No documentário Marighella (2012), de Isa Grispum Ferraz, sobrinha do guerrilheiro, relatos com narração em off e imagens da infância dela expõem como teriam sido as aproximações com o tio célebre e perseguido pela ditadura. Ao tratar do revolucionário, a diretora reconstrói, mais do que a história do personagem, seu próprio discurso e suas emoções. Os escritos deixados por Marighella, utilizados como testemunho (portanto, memórias construídas pelo personagem) foram utilizados também no documentário como evidências de acontecimentos e isso será mais explorado a seguir. As palavras atribuídas a outros personagens, embora não sejam exatas como definem Sarlo e Agamben (2002), foram tratadas como provas e se distanciaram de narrativas ficcionais. Com registros de memória e de pós-memória. Na obra da autora, ela traz exemplos e contra-exemplos para designar os efeitos do verbo “lembrar” (ou do “vale lembrar”). Outro pensamento que pode ser útil é a referência a Derrida a respeito à utilização da memória no interior da narrativa.

Clara Charf é personagem fundamental nessa história e de referência no século XXI para os produtos culturais que tratam sobre a luta armada no Brasil.
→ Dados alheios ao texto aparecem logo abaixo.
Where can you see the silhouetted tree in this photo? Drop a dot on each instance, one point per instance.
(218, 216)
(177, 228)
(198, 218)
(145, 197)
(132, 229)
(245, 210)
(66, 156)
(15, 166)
O testemunho

atribuído a ela evoca representações que excedem a posição de uma coadjuvante. A militante, que recebeu em 2019 o título de Cidadã Paulistana cinco décadas depois da morte do esposo, tem contribuição ativa não somente à história de Marighella, mas também à trajetória do Partido Comunista do Brasil e aos ideais de igualdade no país.

São pelas palavras de Clara Charf que Marighella continua vivo e, por isso, as ações desembainhadas pela memória dela tornaram a presença do revolucionário resistente por muito mais tempo, sobrevivendo a ataques ditatoriais, além de esmaecimentos e apagamentos de documentos. Clara, ao concordar em colaborar com os diretores e escritores, fez a história retornar e, mesmo com as idiossincrasias do tempo, não deixou as páginas amarelarem e fez com que as fotografias se movessem. Os materiais biográficos também podem modificar a participante. Nesta(s) história(s), a memória virou Clara.